Desde a sua criação, o site possui cerca de 800 mil views e conta hoje com uma página no Facebook. Entre as categorias, destacam-se fotos da avenida Rio Branco, do comércio da cidade, da rua Halfeld, a Zona Boêmia de Juiz de Fora, entre outros pontos característicos da antiga princesinha de Minas. “Este trabalho é um estímulo para que as pessoas compartilhem a nossa história, mas infelizmente muitos não dão os devidos créditos. A minha preocupação é que o autor da foto não seja identificado. Perder esta origem é matar o autor ou quem guardou o arquivo. Há muitas fotos que coloco e não sei a origem. Qualquer pessoa que entrar no blog e informar quem tirou a foto, fico imensamente agradecido.”
O projeto é também coordenado por Jorge Couri Jr., Emanuel Silva, João Batista de Araújo e Ramon Brandão. Além deles, recebe a colaboração de Humberto Ferreira, Márcio Delgado, Vinícius Paiva, Franco Groia, Cássio Moreno, Sylvio Mário Bazote e Alessandro Driê.
A evolução do registro audiovisual na cidade
À frente de dois projetos de pesquisa na Universidade Federal de Juiz de Fora (UFJF), a professora e pesquisadora Christina Musse resgata elementos da memória a partir de depoimentos e vídeos. O primeiro, Comunicação, Cidade, Memória e Cultura, trabalha com a recuperação da história da imprensa, propondo uma cartografia dos jornais e revistas da cidade.
A partir de um estudo da produção audiovisual da cidade, de 1950 a 2010, o projeto Cidade e Memória: construção da identidade urbana pela narrativa audiovisual faz um levantamento sobre a produção de filmes e vídeos, capazes de registrar elementos importantes da história juiz-forana. “Começamos a trabalhar desde o final de 1950, quando houve a criação do Centro de Estudos Cinematográficos (CEC). As pessoas ainda não tinham acesso à televisão e o cinema era um ritual de iniciação ao conhecimento”, conta.
Por meio de entrevistas e documentos, foi possível identificar momentos importantes dentro da trajetória do audiovisual na cidade, como o fato de sediar o primeiro festival de cinema no Brasil. “Em 1966 e 1967, ocorreram dois festivais de cinema em Juiz de Fora. Segundo algumas fontes, o de 66 foi o primeiro festival de cinema brasileiro no país. Naquela época, o cineclubismo já estava acontecendo apesar do governo militar. Fazer filmes eram difícil por causa da censura. Mas Juiz de Fora impressiona pelas críticas detalhadas sobre cinema no principal jornal da época, o Diário Mercantil”, relata.

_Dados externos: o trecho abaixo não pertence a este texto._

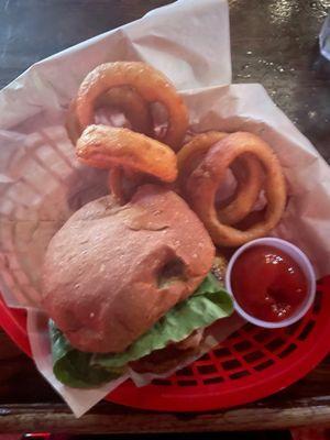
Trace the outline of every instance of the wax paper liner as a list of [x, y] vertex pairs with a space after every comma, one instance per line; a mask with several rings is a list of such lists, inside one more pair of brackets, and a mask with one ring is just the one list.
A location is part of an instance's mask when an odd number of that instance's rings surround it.
[[[229, 85], [224, 1], [178, 1], [37, 63], [0, 94], [1, 292], [9, 306], [29, 309], [34, 361], [76, 416], [118, 383], [77, 391], [56, 382], [45, 321], [36, 311], [41, 266], [48, 241], [68, 217], [107, 194], [107, 173], [75, 158], [64, 129], [69, 100], [90, 69], [123, 59], [145, 61], [173, 80], [189, 108], [191, 130], [246, 130], [270, 142], [289, 191], [284, 218], [273, 234], [299, 245], [318, 275], [330, 273], [329, 167], [262, 86]], [[218, 324], [206, 350], [228, 336], [230, 326]], [[131, 376], [140, 385], [151, 380], [132, 372]]]

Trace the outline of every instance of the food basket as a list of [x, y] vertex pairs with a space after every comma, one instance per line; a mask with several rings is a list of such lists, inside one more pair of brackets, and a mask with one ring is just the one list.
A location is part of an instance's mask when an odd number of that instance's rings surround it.
[[[316, 301], [283, 329], [245, 324], [218, 348], [166, 380], [136, 387], [124, 382], [107, 400], [163, 411], [206, 411], [248, 404], [301, 378], [329, 352], [330, 276], [318, 282]], [[24, 310], [0, 301], [0, 324], [30, 355]]]

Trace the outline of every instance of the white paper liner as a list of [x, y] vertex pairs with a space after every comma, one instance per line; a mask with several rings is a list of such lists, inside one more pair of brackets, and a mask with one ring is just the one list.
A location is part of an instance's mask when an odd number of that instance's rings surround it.
[[[107, 173], [78, 164], [64, 121], [82, 78], [111, 61], [144, 61], [164, 72], [182, 91], [195, 131], [246, 130], [268, 141], [289, 187], [288, 207], [274, 234], [304, 249], [319, 275], [330, 273], [329, 167], [262, 86], [227, 86], [231, 62], [224, 0], [179, 0], [33, 65], [0, 92], [0, 287], [9, 306], [29, 309], [34, 361], [77, 417], [113, 383], [90, 391], [59, 384], [36, 308], [48, 241], [75, 210], [107, 194]], [[231, 324], [226, 328], [219, 322], [212, 334], [217, 342], [241, 326], [235, 319], [227, 320]], [[206, 350], [215, 342], [209, 338]], [[140, 385], [152, 377], [133, 375]]]
[[79, 389], [63, 385], [56, 380], [53, 373], [47, 321], [48, 318], [44, 314], [37, 310], [29, 310], [28, 331], [35, 365], [53, 388], [61, 394], [64, 400], [72, 408], [75, 416], [80, 417], [89, 408], [107, 396], [112, 389], [127, 381], [129, 376], [121, 376], [120, 378], [97, 388]]

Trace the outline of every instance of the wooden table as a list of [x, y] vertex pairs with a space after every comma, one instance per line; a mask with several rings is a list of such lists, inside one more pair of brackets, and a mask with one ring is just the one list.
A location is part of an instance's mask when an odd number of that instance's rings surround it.
[[[202, 1], [202, 0], [200, 0]], [[0, 0], [0, 86], [32, 63], [135, 20], [166, 0]], [[330, 161], [330, 63], [318, 33], [329, 0], [231, 0], [234, 82], [262, 82]], [[202, 415], [101, 403], [76, 420], [33, 363], [0, 333], [0, 432], [174, 432], [330, 427], [330, 360], [262, 402]]]

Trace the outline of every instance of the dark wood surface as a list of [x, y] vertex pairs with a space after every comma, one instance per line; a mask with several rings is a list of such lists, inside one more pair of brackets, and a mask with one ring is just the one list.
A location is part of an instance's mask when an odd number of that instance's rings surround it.
[[[202, 0], [200, 0], [202, 1]], [[32, 63], [142, 16], [166, 0], [0, 0], [0, 87]], [[261, 82], [330, 161], [330, 63], [318, 33], [329, 0], [231, 0], [234, 82]], [[204, 415], [101, 403], [76, 420], [33, 363], [0, 333], [0, 432], [174, 432], [330, 427], [330, 360], [244, 408]]]

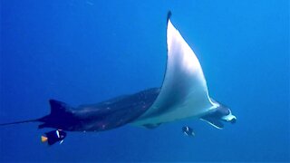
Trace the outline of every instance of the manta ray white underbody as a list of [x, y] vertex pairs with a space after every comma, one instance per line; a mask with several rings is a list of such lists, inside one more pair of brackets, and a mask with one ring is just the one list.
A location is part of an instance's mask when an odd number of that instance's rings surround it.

Junto à aluna Haydêe Arantes, Musse lançou na última terça-feira, 27 de maio, o livro Memórias do Cineclubismo – A Trajetória do CEC – Centro de Estudos Cinematográficos de Juiz de Fora. A obra aborda a história de um grupo juizforano criado em meados do século passado, cujas influências cinematográficas foram ao auge durante a década de 1960 e reverberam na cultura da cidade até hoje.
Os registros hoje
Dentro do mesmo projeto, Musse e os demais pesquisadores fazem um levantamento dos registros audiovisuais produzidos hoje. “Já produzimos um artigo sobre a MC Xuxu. Foi um dos primeiros artigos que falam sobre essa força no YouTube na divulgação da periferia. A gente começa perceber que o foco começa a mudar. Antes as pessoas tinham a ideia de que era preciso educar as pessoas que estavam à margem. As periferia hoje diz: não precisamos que ninguém venha nos dizer o que fazer. Temos uma inversão imensa de papeis. Faz-se poesia na periferia. E está é uma mudança muito grande sobre como as pessoas se comportam a partir do acesso às redes sociais. É uma mudança muito saudável e que empodera as pessoas”.